Another stink bug, though, I definitely wasn't happy to see:
This guy is a Brown Marmorated Stink Bug (Halyomorpha halys), an invasive species introduced from Asia only in the last dozen or so years -- according to the internet, those white bands on its antennae are a good way to distinguish it from similar-looking native species. This is the first time I've seen one of these bugs in Connecticut, but they've been a horrible nuisance for my family in Maryland in the past couple of summers -- they get so numerous that my dad has taken to vacuuming them off the back porch, and they get pretty much everywhere (in windows, in the dog's long fur...). Not to mention the agricultural damage they cause. So yeah, it's not a great situation, and I'm not at all pleased to see them in my yard.
But there have been plenty of other, happier bugs around, too, including several very pretty moths.
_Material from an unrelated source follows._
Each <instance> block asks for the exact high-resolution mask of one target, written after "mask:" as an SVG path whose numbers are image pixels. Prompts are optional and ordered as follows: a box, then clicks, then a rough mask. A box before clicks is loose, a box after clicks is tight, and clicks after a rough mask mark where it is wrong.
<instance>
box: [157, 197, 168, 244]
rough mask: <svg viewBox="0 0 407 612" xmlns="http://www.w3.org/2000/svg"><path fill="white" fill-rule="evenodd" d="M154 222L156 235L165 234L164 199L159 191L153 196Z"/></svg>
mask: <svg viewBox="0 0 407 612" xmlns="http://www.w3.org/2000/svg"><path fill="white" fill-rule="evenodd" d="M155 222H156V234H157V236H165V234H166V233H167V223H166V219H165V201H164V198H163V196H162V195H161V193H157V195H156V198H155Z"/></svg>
I'm always amazed at how even all-brown moths can have just the coolest, most intricate patterns. This Adjutant Wainscot (Leucania adjuta) has some pretty awesome stripes when you get up close to it:
Even bolder was this carpet moth (I'm not sure the exact species):
(Update: A kind person on Bugguide.net helped identify the above moth as a Toothed Brown Carpet (Xanthorhoe lacustrata).)
And two American Idias (Idia americalis), a darker and a lighter individual, showed off some interesting variations on a striking design:
Finally, I'm not the only one benefiting from the bug-attracting qualities of the light. A few medium-sized spiders have set up webs in the corners around the door, and they seem to pretty much always have something on hand to eat:
I love expanding my knowledge of the huge variety of creatures who pass through our yard, and a porch light is a great way to get some of those creatures to come to me!